ABSTRACT

In Chapter 5, the need to overcome the liquidity constraints facing emerging markets was identified. Indeed, banks must be encouraged to participate in public distribution of securities on markets such as the Lusaka Stock Exchange. The role that banks play in public distribution of securities can raise issues such as insider dealing by a bank, particularly where such institutions play the role of shadow or de jure director of a listed company. In fighting bank insider dealing – that is, in a case where a bank is committing insider dealing on the stock market – which regulatory authority is responsible for prosecuting the bank? Can we treat this as a function of banking supervision, and thus falling under the jurisdiction of the Bank of Zambia, or as an element of securities regulation and therefore falling in the hands of the Securities and Exchange Commission? Indeed, does the bank remain under the supervision of the central bank simply because it is a bank, or does it move into the jurisdiction of the Securities and Exchange Commission? In Zambia, the Securities Act 1993 vests supervisory powers over the securities industry in the Securities and Exchange Commission.
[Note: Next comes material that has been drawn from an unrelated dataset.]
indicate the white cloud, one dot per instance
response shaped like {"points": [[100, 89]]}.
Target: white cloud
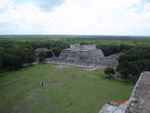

Yet, s 77 of the Banking and Financial Services Act 1994 provides that:

(1) Where, in the opinion of the Bank of Zambia, a bank or any person on behalf of a bank is committing or pursuing or is about to commit or pursue on behalf of the bank any act or course of conduct that is considered by the Bank of Zambia as unsafe or unsound practice, the Bank of Zambia may enter into one or more written agreements with the bank or its board of directors to establish a programme of action to counteract the unsafe or unsound practice and to establish or maintain safe and sound practices in the conduct of the business of the bank.